In Matthew 14:15, the feeding of the five thousand with the fishes and loaves, Jesus says, “There’s no need for them (the crowd) to go away. Give them some food yourselves.”
She applied the passage to homeschooling – the opportunity to outsource the education of children vs. “feeding” them at home – and studied how in the passage, Jesus told the disciples to bring the food to him, then blessed it and gave it back for distribution. Afterward, enough leftovers were collected to fill 12 wicker baskets; in this, Loehr reads that Jesus is not asking his followers to do the miracle. Whatever resources homeschooling parents have, “give it to Jesus … let him do the multiplication.”
She emphasized that parents have all the tools they need: “The one thing we can’t do is doubt we are equipped to feed our children.”
In Matthew 18:1, Jesus tells his disciples they must become like children to enter the kingdom of heaven.

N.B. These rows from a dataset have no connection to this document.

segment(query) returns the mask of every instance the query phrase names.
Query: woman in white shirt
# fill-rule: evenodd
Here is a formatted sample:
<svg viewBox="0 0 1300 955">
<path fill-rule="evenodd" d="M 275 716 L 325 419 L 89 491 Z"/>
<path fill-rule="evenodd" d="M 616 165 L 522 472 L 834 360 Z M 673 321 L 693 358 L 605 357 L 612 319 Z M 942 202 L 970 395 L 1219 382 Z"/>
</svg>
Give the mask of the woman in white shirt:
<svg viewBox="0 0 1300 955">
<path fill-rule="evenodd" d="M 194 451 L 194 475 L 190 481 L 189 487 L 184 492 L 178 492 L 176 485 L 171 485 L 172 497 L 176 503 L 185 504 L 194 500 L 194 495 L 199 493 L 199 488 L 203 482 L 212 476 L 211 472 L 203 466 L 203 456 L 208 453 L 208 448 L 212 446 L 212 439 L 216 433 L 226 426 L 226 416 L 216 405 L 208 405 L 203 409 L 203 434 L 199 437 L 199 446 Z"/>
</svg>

“We are called to be with and learn from our children,” Loehr interpreted. Parents think a lot about how they are shaping their children, but “there’s a call to learn from our children … to see that God is speaking to us through these little souls.”

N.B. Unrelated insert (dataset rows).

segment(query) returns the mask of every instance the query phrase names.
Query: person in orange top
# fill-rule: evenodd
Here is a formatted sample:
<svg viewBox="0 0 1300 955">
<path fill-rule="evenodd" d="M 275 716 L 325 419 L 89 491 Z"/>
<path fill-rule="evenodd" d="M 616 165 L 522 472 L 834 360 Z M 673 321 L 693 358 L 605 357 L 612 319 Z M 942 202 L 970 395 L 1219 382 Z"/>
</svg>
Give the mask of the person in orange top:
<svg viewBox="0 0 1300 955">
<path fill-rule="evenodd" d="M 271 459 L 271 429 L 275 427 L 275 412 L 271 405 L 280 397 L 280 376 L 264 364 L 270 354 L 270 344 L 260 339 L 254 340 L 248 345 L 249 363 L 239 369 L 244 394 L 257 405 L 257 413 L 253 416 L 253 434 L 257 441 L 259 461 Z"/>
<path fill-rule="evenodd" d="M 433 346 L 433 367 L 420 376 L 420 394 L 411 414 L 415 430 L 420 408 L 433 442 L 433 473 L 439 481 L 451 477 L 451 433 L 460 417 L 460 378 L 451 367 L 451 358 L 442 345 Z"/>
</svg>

In Matthew 5:43, Jesus tells his followers to love their enemies. Children are not enemies, Loehr clarified, but reflecting on how sometimes “you have your ups and your downs and your downs and your downs,” she remembers times when the difficulty of homeschooling has made her second-guess her decision.

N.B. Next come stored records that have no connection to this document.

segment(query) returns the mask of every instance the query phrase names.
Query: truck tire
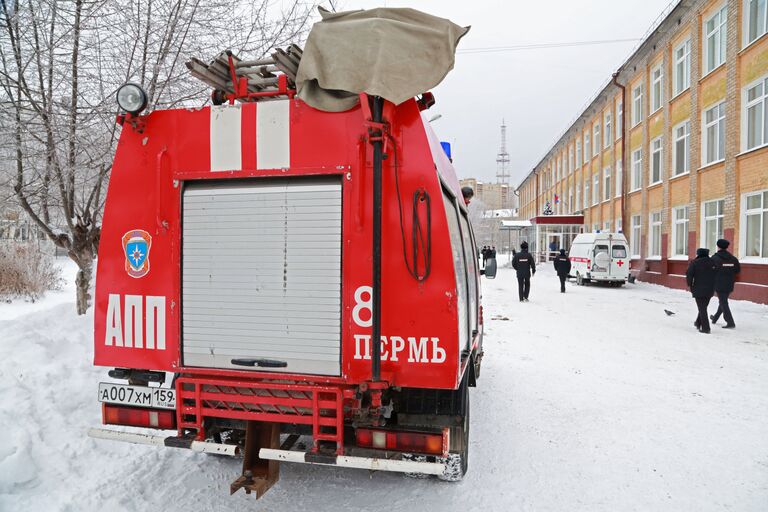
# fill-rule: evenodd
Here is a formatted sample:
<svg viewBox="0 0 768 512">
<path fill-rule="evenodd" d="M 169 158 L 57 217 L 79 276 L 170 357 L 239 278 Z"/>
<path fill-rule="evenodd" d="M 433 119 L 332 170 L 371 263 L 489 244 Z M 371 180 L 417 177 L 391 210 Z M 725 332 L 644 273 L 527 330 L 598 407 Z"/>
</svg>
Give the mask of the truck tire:
<svg viewBox="0 0 768 512">
<path fill-rule="evenodd" d="M 576 284 L 578 286 L 584 286 L 584 278 L 581 277 L 581 274 L 576 272 Z"/>
<path fill-rule="evenodd" d="M 454 448 L 453 453 L 448 457 L 441 458 L 445 463 L 445 471 L 437 478 L 445 482 L 458 482 L 467 474 L 469 467 L 469 386 L 462 386 L 464 400 L 464 419 L 460 427 L 451 428 L 451 438 L 457 436 L 460 438 L 458 449 Z M 451 443 L 453 444 L 453 443 Z"/>
</svg>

One of the challenges for parents is the lack of affirmation or recognition for “pouring yourself out so much,” she added, and although children are not enemies, they can be “the greatest source of struggle in our lives.” Homeschooling parents don’t have the same opportunity to step away from that challenge, she acknowledged, but difficult children do provide an opportunity to give without being affirmed or repaid.
When she was engaged, Loehr did an internship with the Missionaries of Charity, Mother Teresa’s order, at an AIDS hospice. Her tasks: mopping the floor, folding sheets, changing diapers. Doing ordinary domestic work was “not some mystical religious experience,” she recalls, and she wondered what transformed the experience for the sisters.
She realized the reason they found satisfaction was because they believed they were encountering Jesus; Loehr applies the same insight to Jesus in the “distressing disguise” of a child who is defiant or selfish or difficult – it is an invitation to draw closer to God.
As Loehr neared the end of her presentation, she assured listeners who found themselves in the “Martha” role – feeling overburdened and anxious, “wanting to do it all” – the essential education is the discipleship, not the lesson plan.
The role of motherhood sometimes feels tied “to what I’ve done or accomplished,” but the primary goal is to receive the word of God, keep it and live it. The call is challenging, she continued. “We sometimes feel ill-equipped,” or fall into “thinking we have to be perfect.”
“What is the perfection of God in heaven?” she pondered. “It is love.”
The call for homeschool is a call for perfect love, she added, not for a perfect curriculum or temperament or a perfect house or being perfectly dressed, and God “has given us the power” to succeed.
Nauertz spoke briefly following Loehr’s second session, and attendees broke into small groups for a second time. The day ended with a panel discussion.